Many household plants are toxic to dogs and cats. The American Society for the Prevention of Cruelty to Animals has a 17-item list on its website. Among the no-no's are lilies, which are poisonous to cats.

Don't let your pet sample the rat poison. It tastes good to dogs, but they can bleed to death internally.

The ASPCA has a comprehensive poison control page:

Treating a dog like a garbage disposal

Fatty treats such as the grease left in a pan after frying bacon can give a dog pancreatitis. This is a potentially lethal inflammation of the pancreas, the gland that provides digestive juices and insulin.

Some breeds like Schnauzers are especially susceptible. And Hotchkiss recently treated a very sick Yorkshire terrier. Ultrasound and lab tests showed he had severe pancreatitis. "We thought he might die," says Hotchkiss. "He's been here two days and it's costing $2,000, but we think we can save him."

Not giving your dog a 'job'

If she's got behavior problems -- chewing, barking while you're gone or not being obedient -- she's probably bored, and maybe depressed. Let her know you depend on her for a daily walk, fetch session or something similar. Reward her with a nonfood treat, like petting, brushing or a massage.

Neglecting dirty teeth

Tartar and bacteria buildup on a pet's teeth can cause periodontal disease. The infection can be life-threatening if it spreads to the bloodstream, heart or kidneys, says Ford.

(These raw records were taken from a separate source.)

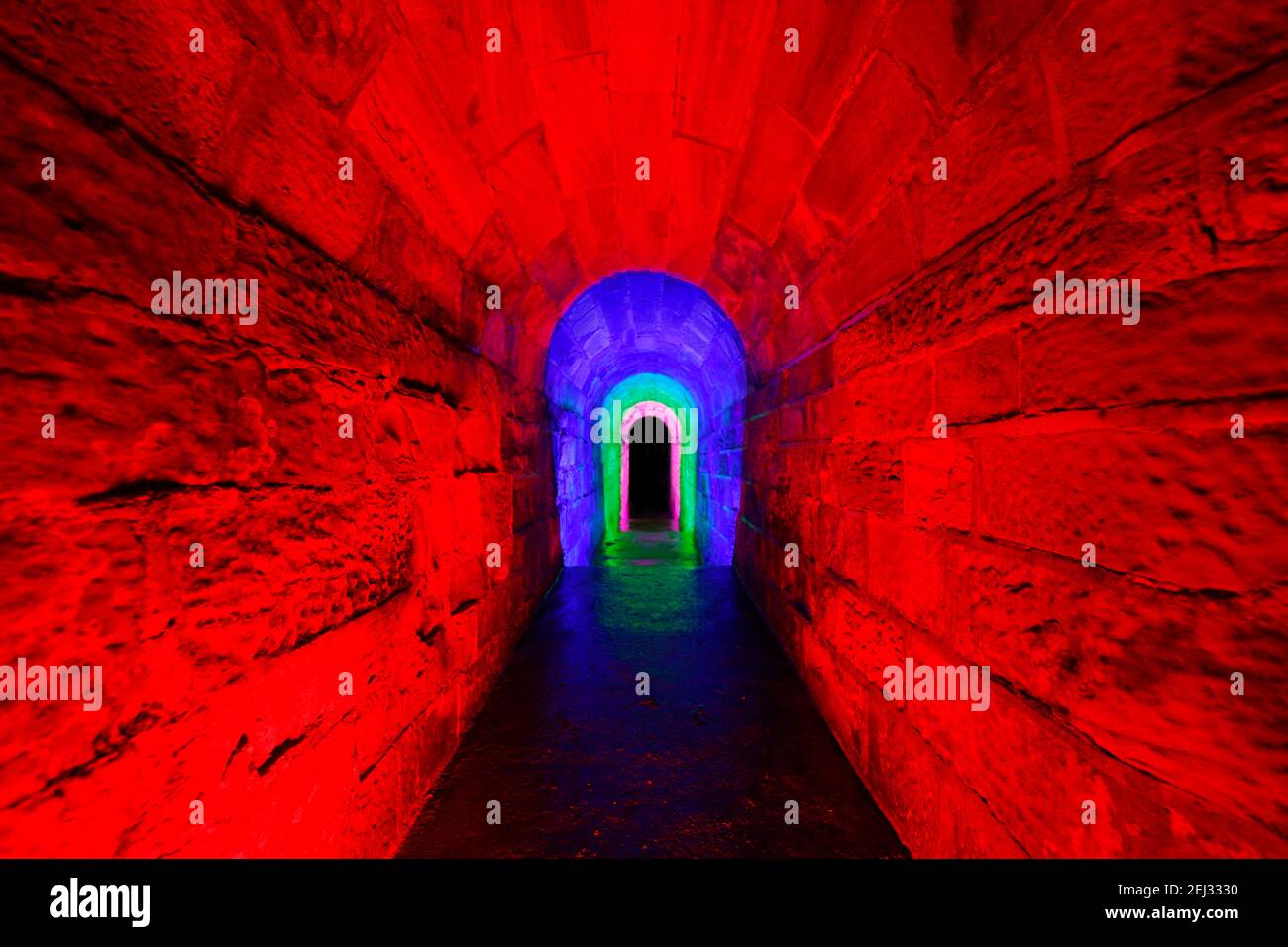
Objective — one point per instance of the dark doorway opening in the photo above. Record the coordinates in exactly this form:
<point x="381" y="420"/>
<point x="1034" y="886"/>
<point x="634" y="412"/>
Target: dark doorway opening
<point x="649" y="471"/>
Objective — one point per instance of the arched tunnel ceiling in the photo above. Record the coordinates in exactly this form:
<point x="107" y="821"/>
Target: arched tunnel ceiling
<point x="635" y="324"/>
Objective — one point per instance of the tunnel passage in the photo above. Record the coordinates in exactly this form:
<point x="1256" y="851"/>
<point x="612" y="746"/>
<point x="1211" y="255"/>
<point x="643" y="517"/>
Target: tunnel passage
<point x="640" y="339"/>
<point x="902" y="178"/>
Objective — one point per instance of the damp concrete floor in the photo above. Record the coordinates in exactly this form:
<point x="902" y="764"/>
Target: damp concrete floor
<point x="583" y="766"/>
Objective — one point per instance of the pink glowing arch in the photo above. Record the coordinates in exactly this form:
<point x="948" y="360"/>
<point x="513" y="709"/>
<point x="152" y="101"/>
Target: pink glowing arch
<point x="651" y="408"/>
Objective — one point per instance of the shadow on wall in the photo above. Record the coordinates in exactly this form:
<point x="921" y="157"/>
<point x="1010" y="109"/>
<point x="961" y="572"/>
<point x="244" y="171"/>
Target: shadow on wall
<point x="645" y="337"/>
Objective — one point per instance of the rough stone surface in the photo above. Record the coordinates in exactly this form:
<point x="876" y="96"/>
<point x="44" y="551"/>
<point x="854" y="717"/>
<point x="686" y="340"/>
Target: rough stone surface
<point x="516" y="170"/>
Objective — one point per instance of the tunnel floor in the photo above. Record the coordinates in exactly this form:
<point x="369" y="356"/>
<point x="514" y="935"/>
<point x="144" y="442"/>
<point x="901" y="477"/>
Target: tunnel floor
<point x="703" y="767"/>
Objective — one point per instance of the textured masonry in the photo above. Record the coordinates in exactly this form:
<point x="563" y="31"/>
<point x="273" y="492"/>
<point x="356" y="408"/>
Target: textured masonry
<point x="768" y="169"/>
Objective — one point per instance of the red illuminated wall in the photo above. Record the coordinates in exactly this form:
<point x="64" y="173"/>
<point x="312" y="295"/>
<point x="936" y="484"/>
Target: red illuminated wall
<point x="768" y="169"/>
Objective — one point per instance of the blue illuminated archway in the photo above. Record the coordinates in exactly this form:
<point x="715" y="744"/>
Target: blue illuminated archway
<point x="619" y="335"/>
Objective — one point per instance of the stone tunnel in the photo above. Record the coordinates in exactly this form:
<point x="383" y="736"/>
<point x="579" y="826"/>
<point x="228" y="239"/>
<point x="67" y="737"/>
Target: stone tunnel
<point x="307" y="311"/>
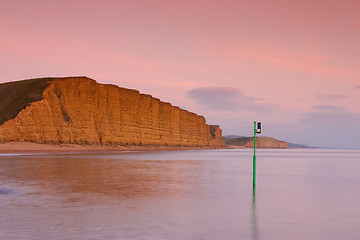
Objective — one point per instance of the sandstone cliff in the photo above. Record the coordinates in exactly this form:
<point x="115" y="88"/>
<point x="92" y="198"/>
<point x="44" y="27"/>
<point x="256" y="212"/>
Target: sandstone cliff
<point x="262" y="142"/>
<point x="81" y="111"/>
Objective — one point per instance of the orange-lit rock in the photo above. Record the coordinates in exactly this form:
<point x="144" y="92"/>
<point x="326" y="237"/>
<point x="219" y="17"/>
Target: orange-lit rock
<point x="81" y="111"/>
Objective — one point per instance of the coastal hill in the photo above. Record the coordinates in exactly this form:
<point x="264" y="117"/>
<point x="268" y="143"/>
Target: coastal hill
<point x="248" y="142"/>
<point x="78" y="110"/>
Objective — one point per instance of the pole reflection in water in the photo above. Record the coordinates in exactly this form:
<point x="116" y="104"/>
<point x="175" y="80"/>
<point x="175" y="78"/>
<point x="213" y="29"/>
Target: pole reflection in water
<point x="255" y="230"/>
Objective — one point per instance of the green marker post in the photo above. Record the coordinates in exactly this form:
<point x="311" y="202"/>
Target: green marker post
<point x="254" y="159"/>
<point x="257" y="129"/>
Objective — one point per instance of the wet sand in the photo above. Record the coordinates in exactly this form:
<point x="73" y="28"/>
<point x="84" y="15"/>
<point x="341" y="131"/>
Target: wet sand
<point x="27" y="147"/>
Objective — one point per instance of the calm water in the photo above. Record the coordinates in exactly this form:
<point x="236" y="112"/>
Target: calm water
<point x="301" y="194"/>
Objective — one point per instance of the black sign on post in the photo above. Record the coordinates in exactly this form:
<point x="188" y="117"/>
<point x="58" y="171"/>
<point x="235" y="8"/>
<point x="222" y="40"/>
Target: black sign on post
<point x="258" y="127"/>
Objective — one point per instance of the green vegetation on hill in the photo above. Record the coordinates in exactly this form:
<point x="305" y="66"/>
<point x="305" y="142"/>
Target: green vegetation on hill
<point x="15" y="96"/>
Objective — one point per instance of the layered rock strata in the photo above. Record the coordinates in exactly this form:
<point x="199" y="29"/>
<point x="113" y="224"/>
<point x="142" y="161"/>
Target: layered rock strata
<point x="81" y="111"/>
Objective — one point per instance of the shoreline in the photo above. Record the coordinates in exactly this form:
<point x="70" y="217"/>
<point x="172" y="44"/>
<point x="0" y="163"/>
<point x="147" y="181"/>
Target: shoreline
<point x="28" y="147"/>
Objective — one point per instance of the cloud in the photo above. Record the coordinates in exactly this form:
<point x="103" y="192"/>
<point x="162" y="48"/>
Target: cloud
<point x="330" y="96"/>
<point x="328" y="108"/>
<point x="326" y="126"/>
<point x="227" y="99"/>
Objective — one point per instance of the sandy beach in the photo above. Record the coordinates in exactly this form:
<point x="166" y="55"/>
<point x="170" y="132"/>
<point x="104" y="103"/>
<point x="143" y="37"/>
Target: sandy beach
<point x="27" y="147"/>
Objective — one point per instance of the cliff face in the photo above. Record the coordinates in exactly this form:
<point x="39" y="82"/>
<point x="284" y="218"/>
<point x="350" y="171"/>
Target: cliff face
<point x="79" y="110"/>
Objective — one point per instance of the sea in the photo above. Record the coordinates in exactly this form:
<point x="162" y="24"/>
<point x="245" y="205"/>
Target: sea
<point x="188" y="194"/>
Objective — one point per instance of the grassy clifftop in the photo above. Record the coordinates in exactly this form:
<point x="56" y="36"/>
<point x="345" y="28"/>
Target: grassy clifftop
<point x="15" y="96"/>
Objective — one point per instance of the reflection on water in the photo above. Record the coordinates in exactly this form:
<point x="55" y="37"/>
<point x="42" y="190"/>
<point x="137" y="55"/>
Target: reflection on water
<point x="300" y="194"/>
<point x="254" y="217"/>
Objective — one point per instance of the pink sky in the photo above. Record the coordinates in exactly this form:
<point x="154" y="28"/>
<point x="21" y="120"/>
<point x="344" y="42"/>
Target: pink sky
<point x="294" y="65"/>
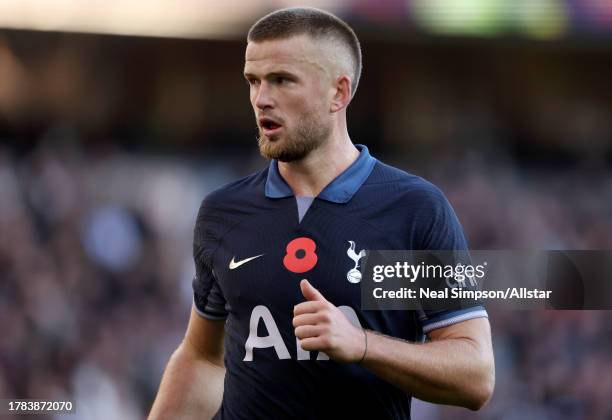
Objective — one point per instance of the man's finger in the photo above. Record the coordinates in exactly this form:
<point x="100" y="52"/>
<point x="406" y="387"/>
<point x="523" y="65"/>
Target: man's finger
<point x="310" y="293"/>
<point x="308" y="319"/>
<point x="308" y="307"/>
<point x="307" y="331"/>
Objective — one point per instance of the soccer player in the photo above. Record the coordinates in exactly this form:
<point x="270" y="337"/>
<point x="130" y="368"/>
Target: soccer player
<point x="276" y="330"/>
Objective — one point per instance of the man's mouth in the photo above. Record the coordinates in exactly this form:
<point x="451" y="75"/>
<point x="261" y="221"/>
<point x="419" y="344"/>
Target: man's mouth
<point x="269" y="126"/>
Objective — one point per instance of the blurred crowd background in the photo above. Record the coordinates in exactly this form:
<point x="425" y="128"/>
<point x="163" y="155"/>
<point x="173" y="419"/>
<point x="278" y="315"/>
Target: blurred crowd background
<point x="110" y="139"/>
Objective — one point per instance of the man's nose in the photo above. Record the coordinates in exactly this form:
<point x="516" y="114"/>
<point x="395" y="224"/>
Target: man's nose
<point x="263" y="98"/>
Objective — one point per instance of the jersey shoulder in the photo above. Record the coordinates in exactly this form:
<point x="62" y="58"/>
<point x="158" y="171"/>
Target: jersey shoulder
<point x="406" y="188"/>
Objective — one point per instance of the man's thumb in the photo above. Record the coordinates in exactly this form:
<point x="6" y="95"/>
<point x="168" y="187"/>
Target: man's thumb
<point x="309" y="292"/>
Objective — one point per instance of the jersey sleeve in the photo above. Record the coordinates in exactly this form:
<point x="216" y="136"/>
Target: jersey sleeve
<point x="443" y="232"/>
<point x="208" y="298"/>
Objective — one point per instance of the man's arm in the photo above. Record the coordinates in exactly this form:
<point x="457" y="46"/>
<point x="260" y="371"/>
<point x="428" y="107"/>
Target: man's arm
<point x="192" y="385"/>
<point x="455" y="367"/>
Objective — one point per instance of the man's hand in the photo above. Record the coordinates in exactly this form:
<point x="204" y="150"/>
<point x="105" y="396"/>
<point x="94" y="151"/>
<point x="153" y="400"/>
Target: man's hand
<point x="321" y="326"/>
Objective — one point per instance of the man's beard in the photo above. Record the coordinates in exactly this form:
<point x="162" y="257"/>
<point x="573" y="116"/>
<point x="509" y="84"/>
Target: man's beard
<point x="308" y="136"/>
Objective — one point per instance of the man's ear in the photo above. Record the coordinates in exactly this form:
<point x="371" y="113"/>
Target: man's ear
<point x="342" y="93"/>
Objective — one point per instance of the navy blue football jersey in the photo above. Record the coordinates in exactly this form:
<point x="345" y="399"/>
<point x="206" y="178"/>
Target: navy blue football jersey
<point x="251" y="250"/>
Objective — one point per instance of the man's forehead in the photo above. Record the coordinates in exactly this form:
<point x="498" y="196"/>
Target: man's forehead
<point x="296" y="49"/>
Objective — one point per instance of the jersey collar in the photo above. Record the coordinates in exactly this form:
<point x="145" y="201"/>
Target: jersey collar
<point x="340" y="190"/>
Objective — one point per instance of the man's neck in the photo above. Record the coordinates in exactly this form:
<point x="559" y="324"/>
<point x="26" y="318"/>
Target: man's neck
<point x="312" y="174"/>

Cleaning can cost between $70 and $300 or more, depending on how much tartar and plaque has built up and the animal's size. The animal is anesthetized for the process.

The frequency of cleaning depends on the breed, how crowded the teeth are, the animal's diet and other factors, but generally it should be done every couple of years.

Getting confused about pet food

Dogs can live on a vegetarian diet, although it's not optimal, as they are designed to eat meat and plant matter.

But cats cannot survive on vegetarian meals; they must have meat.

What about organics? Organic or no-preservatives foods may have benefits, Hotchkiss says, and he believes that, in general, the more natural foods are, the better. However, he also says doctors don't fully understand the effects of preservatives.

Sometimes organic foods are moldy when you open the bag, he says, and that definitely isn't healthful.